The Appropriation Bill presented in parliament on October 20 has led to much discussion on whether the Finance Minister’s budget targets are too ambitious to achieve by the end of 2017. The main targets of Budget 2017 is to bring down the budget deficit from the provisional figure of 5.4 per cent of GDP in 2015 to 4.7 per cent of GDP in 2017, and to increase government revenue from the provisional level of 13 per cent in 2015 to 14.2 per cent in 2017.
Revenue figures have been declining in recent years, except for the slight rise to 13 per cent of GDP in 2015 from 11.4 per cent of GDP in 2014. However, if tax revenue is considered alone, the trend does not seem to be one of consistently increasing (except for the higher figure in 2015 when compared to 2014), even though per capita income are rising continuously. Reasons for this could be the inefficient tax administration, too many tax exemptions, tax avoidance and tax evasions. Nonetheless, the increase in the provisional figure for 2015 is perhaps indicative of an improvement in the above-mentioned reasons. Moreover, the growth in GDP during recent years is mainly due to investments in infrastructure which are in turn non-taxable.
The allotted expenses for Defence, Healthcare and Education are low in the 2017 Appropriation Bill. There is a decline in Defence expenditure, though marginal, from Rs. 306.6 billion in 2016 to 284.04 billion in 2017. This is a positive sign since one of the largest expenditures has been for Defence for many years. However, defence expenditure continues to be high even though the 30-year-war ended in 2009. Meanwhile, the allocations for Education and Healthcare have also been reduced from Rs. 185.97 billion in 2016 to Rs. 76.94 billion in 2017, and from Rs. 174.077 billion in 2016 to Rs. 160.97 billion, respectively. In contrast to these reductions in social expenditure, funds for the President and Prime Minister have been increased quite significantly.
The estimated expenditure for 2017 is Rs. 1,819 billion, where total recurrent expenditure accounts for Rs. 1,208 billion and total capital expenditure amounts to Rs. 610 billion. Even though there has been reductions in other allocations, the Defence Ministry still gets the highest allocation of around Rs. 284 billion. However, these figures are subject to change in the days to come.

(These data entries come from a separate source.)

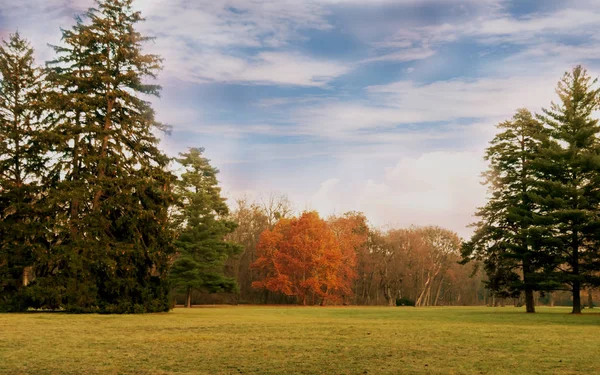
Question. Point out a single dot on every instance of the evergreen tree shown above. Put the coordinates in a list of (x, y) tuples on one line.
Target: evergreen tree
[(202, 249), (505, 236), (569, 198), (112, 188), (22, 167)]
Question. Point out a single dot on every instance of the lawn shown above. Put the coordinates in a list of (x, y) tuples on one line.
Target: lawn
[(297, 340)]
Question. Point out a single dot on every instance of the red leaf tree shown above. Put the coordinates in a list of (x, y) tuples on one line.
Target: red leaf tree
[(303, 257)]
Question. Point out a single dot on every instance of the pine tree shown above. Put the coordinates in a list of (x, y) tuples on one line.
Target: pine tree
[(112, 188), (505, 237), (202, 249), (569, 198), (22, 167)]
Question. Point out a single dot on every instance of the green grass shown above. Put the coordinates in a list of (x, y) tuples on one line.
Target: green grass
[(311, 340)]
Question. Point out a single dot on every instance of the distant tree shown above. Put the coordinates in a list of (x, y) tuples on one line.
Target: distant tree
[(569, 197), (22, 169), (203, 225), (251, 220), (505, 236), (301, 257), (443, 248)]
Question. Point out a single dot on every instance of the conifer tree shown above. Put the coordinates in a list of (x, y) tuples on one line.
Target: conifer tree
[(113, 189), (203, 224), (505, 237), (569, 198), (22, 167)]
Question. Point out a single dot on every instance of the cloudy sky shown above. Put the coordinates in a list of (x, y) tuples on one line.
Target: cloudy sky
[(381, 106)]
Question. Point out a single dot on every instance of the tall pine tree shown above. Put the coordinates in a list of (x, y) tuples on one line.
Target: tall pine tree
[(113, 190), (203, 225), (504, 238), (22, 167), (569, 198)]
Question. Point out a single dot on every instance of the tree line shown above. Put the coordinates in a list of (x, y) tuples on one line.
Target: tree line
[(540, 229), (92, 216), (341, 259), (95, 217)]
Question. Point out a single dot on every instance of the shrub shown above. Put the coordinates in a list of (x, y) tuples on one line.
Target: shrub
[(404, 302)]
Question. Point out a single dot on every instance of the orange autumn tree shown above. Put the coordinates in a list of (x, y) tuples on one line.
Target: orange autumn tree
[(302, 257), (352, 232)]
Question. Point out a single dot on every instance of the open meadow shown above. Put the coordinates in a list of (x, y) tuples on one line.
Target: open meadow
[(303, 340)]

The revenue and expenditure targets would be fictitious if there isn’t the right fiscal discipline. Appropriate fiscal measures should be in place to increase tax revenue as a proportion of GDP. Regressive taxation, wasteful expenses and losses in public enterprises should be reduced and unproductive government assets should be disposed of to find the fiscal space for developmental expenditure and qualitative improvements in education and health.
According to the government, the 2017 budget focuses on a fast track approach to development. The main targets of the budget are to create employment, mend loss making public infrastructure (Hambantota Port and SriLankan Airlines being two prominent examples), and settle the already massive debt burden. There is hope for recovery with the agreements with IMF and World Bank regarding debt payments, and also gaining back GSP plus concession.
A lower budget deficit is vital to achieve macroeconomic stability in Sri Lanka. Effective tax collection and efficient tax administration are essential to increase the revenue targets. Increased revenues are essential to carry out developmental work which determines long-term development of the country. Expenditure should be curtailed, except for the most necessary expenses. The current debt burden should not be allowed to aggravate.
Over the years, the outturns of budgets in Sri Lanka have been a contrast to the estimates. Government and other authorities should not let this happen this year, too. Prime Minister mentioning the government’s intent to disallow supplementary estimates of ministries is a good sign with regard to this. The government should adhere to an austerity programme in the budget as all government revenue is used to settle debt. Therefore consumption expenditure should be curtailed as much as possible. However, the question is whether this is practical in the country’s political context.